Dec 26 kicked off an avalanche of financial woes for Union City renters – we need to act now to prevent the displacement of our community.
On Election Day, Measure WW in Union City, a utility users’ tax designed to ameliorate the city’s current financial issues, passed, while Proposition 15, which would have closed a corporate tax loophole in California and help cities pay for essential services, failed. Now in effect, the utility users’ tax may be one step forward to address budget shortfalls, but without reforming the larger disparity in our policies it falls short of addressing the immediate needs of our communities in crisis.
Our organization, Filipino Advocates for Justice, has been active in Union City since the 1980s where we have witnessed periods of disinvestment of community services and its impacts. We are familiar with the budget deficit Measure WW was intended to address locally. We heard the need over and over again when FAJ spent seven weeks talking to over 7,000 local voters who supported tax fairness policies like Prop 15 and texting over 11,000 voters during the election season. Union City is exactly the type of city that would have benefitted from Prop 15. Other Bay Area cities like Berkeley, Oakland, and even Alameda County itself recognized this and all endorsed Prop 15.
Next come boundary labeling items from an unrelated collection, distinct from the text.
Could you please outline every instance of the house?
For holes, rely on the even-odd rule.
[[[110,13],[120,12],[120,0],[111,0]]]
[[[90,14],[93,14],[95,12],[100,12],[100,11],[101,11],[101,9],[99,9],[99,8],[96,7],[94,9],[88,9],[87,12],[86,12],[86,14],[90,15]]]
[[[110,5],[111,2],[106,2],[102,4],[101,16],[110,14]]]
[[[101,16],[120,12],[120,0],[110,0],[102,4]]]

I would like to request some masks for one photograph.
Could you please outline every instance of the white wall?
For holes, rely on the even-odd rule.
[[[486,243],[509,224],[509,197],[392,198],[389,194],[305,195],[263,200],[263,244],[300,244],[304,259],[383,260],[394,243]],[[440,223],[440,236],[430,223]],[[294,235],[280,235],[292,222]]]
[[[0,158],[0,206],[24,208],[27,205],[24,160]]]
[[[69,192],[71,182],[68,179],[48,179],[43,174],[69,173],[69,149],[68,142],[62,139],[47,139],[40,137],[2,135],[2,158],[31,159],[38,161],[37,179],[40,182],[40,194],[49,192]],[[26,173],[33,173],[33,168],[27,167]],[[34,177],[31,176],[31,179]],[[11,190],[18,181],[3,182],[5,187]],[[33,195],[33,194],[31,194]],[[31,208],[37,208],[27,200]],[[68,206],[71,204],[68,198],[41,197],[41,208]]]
Closing the corporate tax loophole would have generated funds to address underfunded schools, crumbling roads, housing scarcity, lack of healthcare, and lack of a safety net. Corporations and the real estate industry continue to receive tax breaks while working families carry an increasingly large burden of the resulting divestment from city services.
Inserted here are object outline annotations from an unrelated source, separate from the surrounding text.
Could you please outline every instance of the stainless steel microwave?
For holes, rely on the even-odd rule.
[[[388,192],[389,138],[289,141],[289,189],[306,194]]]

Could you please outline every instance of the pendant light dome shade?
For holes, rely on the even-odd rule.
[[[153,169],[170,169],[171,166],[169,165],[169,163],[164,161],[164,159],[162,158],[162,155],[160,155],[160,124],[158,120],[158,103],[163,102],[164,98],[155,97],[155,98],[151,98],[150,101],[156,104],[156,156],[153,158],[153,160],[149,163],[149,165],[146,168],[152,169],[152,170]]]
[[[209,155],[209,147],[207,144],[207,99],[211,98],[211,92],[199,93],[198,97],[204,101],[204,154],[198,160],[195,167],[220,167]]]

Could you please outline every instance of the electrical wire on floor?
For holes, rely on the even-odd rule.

This tax may seem like a godsend in the face of Prop 15’s defeat, but it doesn’t help the extremely difficult situation 2021 has now presented for Union City renters. The utility users’ tax will be an added expense for renters during a dangerous timeline. We are in the middle of a pandemic with no end in sight. Renters have all struggled economically one way or another throughout the past year. We can only expect last month’s updated statewide shelter-in-place order to result in both continued income loss and the depression of our local economy. And if you’re navigating this pandemic as a working student, well – now what?
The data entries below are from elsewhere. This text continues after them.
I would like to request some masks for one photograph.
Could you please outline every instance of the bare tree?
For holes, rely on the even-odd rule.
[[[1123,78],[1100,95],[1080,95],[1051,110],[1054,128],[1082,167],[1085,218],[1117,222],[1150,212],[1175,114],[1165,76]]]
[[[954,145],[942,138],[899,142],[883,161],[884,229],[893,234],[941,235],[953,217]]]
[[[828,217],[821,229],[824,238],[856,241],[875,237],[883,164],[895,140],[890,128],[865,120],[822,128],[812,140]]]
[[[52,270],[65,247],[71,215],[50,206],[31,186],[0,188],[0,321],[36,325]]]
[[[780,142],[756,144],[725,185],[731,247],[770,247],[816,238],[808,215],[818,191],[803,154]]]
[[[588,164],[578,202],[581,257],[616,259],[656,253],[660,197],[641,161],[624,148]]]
Cost-burdened tenants do not just have evictions to worry about; students and families can easily be displaced by rent increases that they simply cannot afford right now. At present, there is no guarantee our rents won’t go up in the coming months. As organizers working with tenants every day (many of them California State University, East Bay students), we know this persists as one of renters’ biggest concerns. Unemployment benefits ended on Dec 26, rent was due on Jan 1, and California’s eviction moratorium (a temporary solution at best) sunsets on Feb 1. Last month’s federal stimulus package may help us pay our bills, but will it pay our rent increases? Union City needs to act now in order to prevent a disaster.
Renters struggle enough to make rent. Renters will continue to struggle in order to make rent in the months ahead. Passing rent control is a critical way to ensure our immediate needs and protect our community.